0. Dataset Preparation

1. Evaluation

Download the pretrained weights here and run the following command for evaluation on five widely-used Benchmark datasets.

python Demo/inference.py 

If you just want to generate an image, you can run demo.py.

python Demo/demo.py 

2. Training

CUDA_VISIBLE_DEVICES=0 python train_sr.py  --use_cuda --gpu_ids 0 --exp_name EIMN_L_x2 --train_batchsize 16 --val_batchsize 1 
--patch_size 128 128  --scale_factor 2 --workers 4 --dataset DF2K  --lr 0.0005 --lr_scheduler cos  --warmup_epochs 0 
--start_epoch 0 --epochs 1000 --model EIMN_L --epoch_eval 
CUDA_VISIBLE_DEVICES=0 python train.py --use_cuda --gpu_ids 0 --exp_name EIMN_L_x3 --train_batchsize 16 --val_batchsize 1 \
--patch_size 192 192 --scale_factor 3 --workers 4 --dataset DF2k --lr 0.0001 --lr_scheduler cos --warmup_epochs 0 
--start_epoch 0 --epochs 1000 --model EIMN_L --epoch_eval --resume [pretrained x2 model] --finetune
CUDA_VISIBLE_DEVICES=0 python train.py --use_cuda --gpu_ids 0 --exp_name EIMN_L_x4 --train_batchsize 16 --val_batchsize 1 \
--patch_size 256 256 --scale_factor 4 --workers 4 --dataset DF2k  --lr 0.0001 --lr_scheduler cos --warmup_epochs 0 
--start_epoch 0 --epochs 1000 --model EIMN_L --epoch_eval --resume [pretrained x3 model] --finetune
x2 scale: 
(a) HR patches of size 128 × 128 are randomly cropped from HR images. The mini-batch size and lr are set to 16 and 5e-4. This process repeats third. (The model is initialized with the pretrained weights, and trained with the same settings as the previous step.)
(b) The model is initialized with the pretrained weights obtained from (a). The parameters patch_size and lr are set to 128 x 128 and 1e-4. This process repeats second.  
(c) The model is initialized with the pretrained obtained weights from (b). The parameters patch_size and lr are set to 192 x 192 and 5e-5. This process repeats second.
x3 scale:
(a) The models for different SR scales (x2, x3, and x4) have identical structures, except for the tail module which consists of unique convolution and pixel shuffle layers.

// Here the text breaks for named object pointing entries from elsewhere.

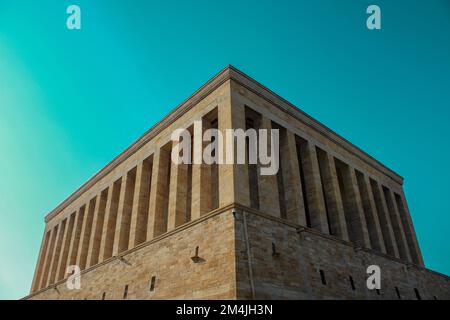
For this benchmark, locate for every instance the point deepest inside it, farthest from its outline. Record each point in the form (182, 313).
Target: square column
(141, 202)
(385, 220)
(97, 228)
(159, 195)
(86, 234)
(48, 258)
(269, 201)
(377, 224)
(41, 262)
(201, 174)
(295, 209)
(397, 225)
(416, 254)
(61, 270)
(233, 179)
(332, 195)
(122, 232)
(313, 186)
(358, 217)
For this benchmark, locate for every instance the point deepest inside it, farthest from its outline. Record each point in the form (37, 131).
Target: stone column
(295, 210)
(122, 233)
(385, 220)
(377, 223)
(201, 174)
(46, 263)
(334, 198)
(110, 221)
(86, 234)
(76, 235)
(48, 258)
(139, 215)
(61, 270)
(97, 227)
(314, 187)
(359, 220)
(397, 226)
(416, 254)
(41, 262)
(157, 222)
(269, 201)
(55, 255)
(233, 179)
(178, 195)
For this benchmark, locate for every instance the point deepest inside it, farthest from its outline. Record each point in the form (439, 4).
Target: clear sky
(72, 100)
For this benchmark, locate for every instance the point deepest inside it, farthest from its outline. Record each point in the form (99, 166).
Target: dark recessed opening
(398, 293)
(352, 283)
(322, 277)
(125, 292)
(152, 284)
(417, 294)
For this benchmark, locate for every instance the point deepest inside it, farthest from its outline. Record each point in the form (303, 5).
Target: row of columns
(152, 198)
(324, 193)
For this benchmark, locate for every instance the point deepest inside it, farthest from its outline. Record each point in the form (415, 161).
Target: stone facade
(146, 228)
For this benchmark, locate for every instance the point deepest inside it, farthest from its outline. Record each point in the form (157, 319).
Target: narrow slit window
(152, 284)
(125, 292)
(352, 283)
(398, 293)
(322, 277)
(417, 294)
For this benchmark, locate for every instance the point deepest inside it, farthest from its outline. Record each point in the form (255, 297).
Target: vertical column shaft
(385, 221)
(110, 222)
(377, 238)
(55, 255)
(46, 264)
(396, 225)
(139, 219)
(65, 247)
(157, 222)
(332, 195)
(269, 201)
(41, 261)
(76, 235)
(122, 233)
(295, 210)
(86, 234)
(201, 174)
(233, 179)
(97, 228)
(410, 233)
(313, 185)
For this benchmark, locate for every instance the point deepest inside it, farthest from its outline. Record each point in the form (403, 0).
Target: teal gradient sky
(72, 100)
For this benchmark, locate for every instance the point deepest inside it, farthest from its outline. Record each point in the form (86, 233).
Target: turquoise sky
(72, 100)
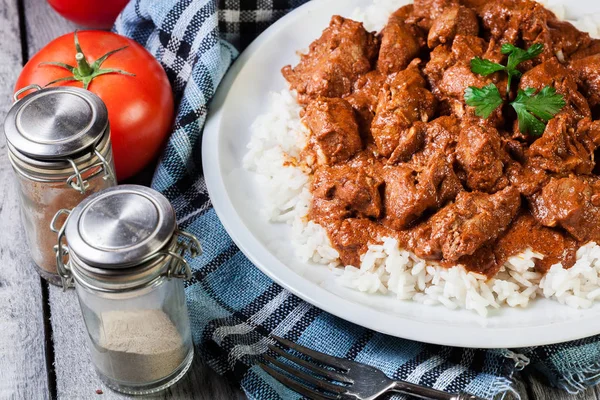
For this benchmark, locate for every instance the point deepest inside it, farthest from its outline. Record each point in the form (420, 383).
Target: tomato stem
(84, 72)
(82, 65)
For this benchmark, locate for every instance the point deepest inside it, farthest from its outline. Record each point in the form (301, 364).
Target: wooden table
(43, 352)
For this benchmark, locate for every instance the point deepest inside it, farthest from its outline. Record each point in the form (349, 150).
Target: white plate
(241, 97)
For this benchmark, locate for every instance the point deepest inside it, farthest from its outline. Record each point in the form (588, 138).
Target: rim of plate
(357, 313)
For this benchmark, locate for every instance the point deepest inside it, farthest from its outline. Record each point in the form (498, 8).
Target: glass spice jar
(126, 257)
(59, 146)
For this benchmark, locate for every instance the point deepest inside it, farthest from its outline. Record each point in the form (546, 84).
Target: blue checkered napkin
(233, 306)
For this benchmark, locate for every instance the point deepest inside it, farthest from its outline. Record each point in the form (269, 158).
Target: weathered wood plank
(22, 356)
(44, 24)
(75, 374)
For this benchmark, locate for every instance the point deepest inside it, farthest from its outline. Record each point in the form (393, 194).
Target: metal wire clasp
(76, 180)
(60, 250)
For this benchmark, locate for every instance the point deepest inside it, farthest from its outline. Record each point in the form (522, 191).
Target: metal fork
(353, 380)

Consequently, when we have a pretrained x2 model, we can directly transfer its weights to the x3 and x4 models instead of training them from scratch. Since the tail modules are not shared, we initially fine-tune only the randomly initialized tail module while keeping the other layers frozen until convergence, which typically takes less than 1 hour. Subsequently, we fine-tune the entire model using a patch size of 288×288 and a lr of 1e-4.
(b) The same training settings are kept to train the model, except that the lr is set to 5e-5.
x4 scale:
(a) After loading the pre-training weights from the x3 scale, we proceed to finetune the entire model using a patch size of 384×384 and a lr of 1e-4.
(b) The same training settings are kept to train the model, except that the lr is set to 5e-5.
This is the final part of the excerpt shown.